Another issue of increased significance in CEE jurisdictions is withholding tax. CEE countries have generally entered into fewer double-taxation treaties than countries with more developed economies. As such, lenders and borrowers alike will often be keen for lenders to lend through entities located in favourable tax jurisdictions.

The situation is further complicated by the fact that due to the rapidity of the growth in the CEE markets, CEE lawyers are themselves on a steep learning curve. They are constantly being asked to advise on deal structures and financial products they have not encountered and to devise appropriate security packages. It is understandable that this in itself can sometimes lead to uncertainty, confusion and delay. This is often exemplified in the availability of reliable legal opinions. The uncertainty surrounding fast-developing law in CEE jurisdictions can make it difficult for local lawyers to give the authoritative opinion a lender might reasonably expect from western European lawyers.
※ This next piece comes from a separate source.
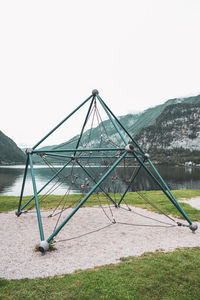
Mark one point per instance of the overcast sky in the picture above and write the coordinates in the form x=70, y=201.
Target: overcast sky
x=137, y=53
Security regimes in CEE jurisdictions will no doubt continue to develop rapidly over the coming decade and beyond. As a result, lenders will gradually become more accustomed to taking security there. In the meantime, however, lenders should be prepared to experience some increased risk, inconvenience and delay if they are to reap the benefits of continued economic growth in the CEE. Equally, lenders' lawyers must be prepared to give their clients the comfort they need to cope with the challenges they will encounter.

Leon Stephenson is a partner and David Brighton an associate at Reed Smith Richards Butler.